Sync to update parity with the recovered data:

sudo snapraid sync

Scenario: The Parity Drive Dies

Replace it, mount it at /mnt/parity1, and re-sync:

sudo snapraid sync

SnapRAID recalculates all parity data. No data loss since parity isn't user data.

Scenario: Two Drives Die Simultaneously

With a single parity drive, you can survive one drive failure. If you need two-drive redundancy, add a second parity drive:

# /etc/snapraid.conf
parity /mnt/parity1/snapraid.parity
2-parity /mnt/parity2/snapraid.parity

This is equivalent to RAID6. Your parity drives must each be >= your largest data drive.

Adding More Drives

This is where MergerFS + SnapRAID shines compared to traditional RAID:

Physically install the new drive
Format and mount it:

sudo mkfs.ext4 -m 0 -T largefile4 /dev/sdf1
sudo mkdir /mnt/disk4
sudo mount /dev/sdf1 /mnt/disk4

Add to fstab (with UUID)
Add to MergerFS — update the fstab line:

/mnt/disk1:/mnt/disk2:/mnt/disk3:/mnt/disk4 /mnt/storage mergerfs defaults,...

Remount:

sudo umount /mnt/storage
sudo mount /mnt/storage

Add to SnapRAID config:

data d4 /mnt/disk4/

Sync:

sudo snapraid sync

That's it. No rebuild, no reshuffling, no downtime. The new drive is immediately available for new files and protected by parity after the next sync.

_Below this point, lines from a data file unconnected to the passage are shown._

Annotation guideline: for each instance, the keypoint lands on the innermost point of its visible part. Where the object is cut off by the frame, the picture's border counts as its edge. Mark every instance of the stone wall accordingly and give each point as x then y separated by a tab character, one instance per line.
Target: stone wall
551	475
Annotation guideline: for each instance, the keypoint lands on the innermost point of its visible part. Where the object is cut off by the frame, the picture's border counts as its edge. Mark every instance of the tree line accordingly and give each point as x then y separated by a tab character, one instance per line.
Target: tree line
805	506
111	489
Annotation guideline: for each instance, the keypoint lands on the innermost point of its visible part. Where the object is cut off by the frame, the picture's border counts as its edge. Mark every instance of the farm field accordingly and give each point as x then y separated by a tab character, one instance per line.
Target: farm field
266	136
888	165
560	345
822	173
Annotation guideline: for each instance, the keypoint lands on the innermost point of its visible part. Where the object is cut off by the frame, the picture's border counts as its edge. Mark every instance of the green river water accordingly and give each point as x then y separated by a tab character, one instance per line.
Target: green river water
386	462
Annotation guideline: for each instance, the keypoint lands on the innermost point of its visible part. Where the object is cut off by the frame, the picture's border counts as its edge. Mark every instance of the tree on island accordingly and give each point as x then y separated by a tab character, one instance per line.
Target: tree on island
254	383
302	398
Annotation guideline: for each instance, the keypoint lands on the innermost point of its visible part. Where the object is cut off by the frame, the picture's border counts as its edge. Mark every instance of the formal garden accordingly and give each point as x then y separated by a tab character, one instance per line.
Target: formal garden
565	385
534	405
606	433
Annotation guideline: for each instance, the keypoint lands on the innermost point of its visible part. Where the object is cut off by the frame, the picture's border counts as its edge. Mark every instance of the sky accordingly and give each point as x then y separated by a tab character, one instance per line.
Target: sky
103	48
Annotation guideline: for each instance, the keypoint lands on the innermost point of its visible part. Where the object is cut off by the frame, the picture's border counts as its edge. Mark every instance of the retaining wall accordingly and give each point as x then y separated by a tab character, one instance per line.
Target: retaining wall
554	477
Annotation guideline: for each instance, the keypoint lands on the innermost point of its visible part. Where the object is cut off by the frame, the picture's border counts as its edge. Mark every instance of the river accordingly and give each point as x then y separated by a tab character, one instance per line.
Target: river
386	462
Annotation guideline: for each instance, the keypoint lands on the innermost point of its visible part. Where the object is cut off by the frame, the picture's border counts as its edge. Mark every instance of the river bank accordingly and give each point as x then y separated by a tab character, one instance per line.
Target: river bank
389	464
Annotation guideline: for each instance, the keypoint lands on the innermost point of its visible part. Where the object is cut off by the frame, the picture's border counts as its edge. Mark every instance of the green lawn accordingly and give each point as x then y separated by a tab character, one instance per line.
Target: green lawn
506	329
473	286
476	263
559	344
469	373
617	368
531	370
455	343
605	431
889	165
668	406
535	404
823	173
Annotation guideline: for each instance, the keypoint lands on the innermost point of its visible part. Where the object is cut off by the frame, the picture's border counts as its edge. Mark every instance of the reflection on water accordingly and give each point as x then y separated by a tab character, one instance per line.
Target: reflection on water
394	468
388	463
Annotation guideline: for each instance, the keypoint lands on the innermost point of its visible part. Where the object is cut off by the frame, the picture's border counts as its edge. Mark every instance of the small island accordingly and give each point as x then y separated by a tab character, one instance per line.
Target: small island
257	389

MergerFS storage pool expanded with new drive

Performance Tuning

MergerFS Caching

For media streaming, the default settings are fine. For more write-heavy workloads, consider:

# In fstab mergerfs options
cache.files=auto-full   # More aggressive caching
cache.readdir=true      # Cache directory listings
cache.statfs=true       # Cache filesystem stats

SSD Cache Drive

You can add an SSD as a "hot" drive that receives all new writes, with a script that periodically moves files to the slower HDDs:

# MergerFS with SSD tier
/mnt/ssd:/mnt/disk1:/mnt/disk2:/mnt/disk3 /mnt/storage mergerfs defaults,...,category.create=ff

The ff (first found) policy writes to the first drive listed — your SSD. Then a nightly script moves aged files to the HDDs:

#!/bin/bash
# Move files older than 1 day from SSD to HDDs
find /mnt/ssd -type f -mtime +1 -exec rsync -axqHAXWES --remove-source-files {} /mnt/disk1/ \;

This gives you SSD write performance for new content with HDD bulk storage for everything else.

Monitoring

SMART Health

Monitor your drives with smartmontools:

sudo apt install smartmontools

# Quick health check
sudo smartctl -H /dev/sdb
sudo smartctl -H /dev/sdc
sudo smartctl -H /dev/sdd

# Detailed report
sudo smartctl -a /dev/sdb

Set up automated SMART monitoring:

# /etc/smartd.conf
/dev/sdb -a -o on -S on -s (S/../.././02|L/../../6/03) -m [email protected]
/dev/sdc -a -o on -S on -s (S/../.././02|L/../../6/03) -m [email protected]
/dev/sdd -a -o on -S on -s (S/../.././02|L/../../6/03) -m [email protected]
/dev/sde -a -o on -S on -s (S/../.././02|L/../../6/03) -m [email protected]

SnapRAID Status

# Quick status
snapraid status

# Shows: array health, data/parity state, files protected, scrub status

Disk Space

# Per-drive usage
df -h /mnt/disk{1,2,3}

# Merged pool usage
df -h /mnt/storage

When NOT to Use MergerFS + SnapRAID

Be honest about the limitations:

Databases: Snapshot parity doesn't protect constantly-changing data. Use ZFS or proper backups for databases.
VMs/containers: VM disk images change constantly. SnapRAID sync would be slow and protect poorly. Use ZFS or dedicated SSD storage.
Real-time redundancy: If you can't tolerate any data loss window, you need real RAID or ZFS mirrors.
Small setups: If you have 2 drives, just mirror them with mdadm. MergerFS + SnapRAID shines at 3+ data drives.

The sweet spot is media libraries, backups, document archives — data that's written once and read many times. That describes most homelab storage workloads.

Wrapping Up

MergerFS + SnapRAID is the most practical storage solution for homelabs that grow organically. You don't need matching drives. You don't need to plan capacity years in advance. You add drives as you find good deals, and the system absorbs them gracefully.

The trade-off — snapshot parity instead of real-time — is acceptable for the vast majority of homelab data. Your media library, your backups, your document archives: they're all write-once-read-many workloads where a nightly parity sync is perfectly adequate.

Set it up, automate the sync, monitor your SMART data, and you've got a flexible, expandable, recoverable storage pool that'll serve you for years.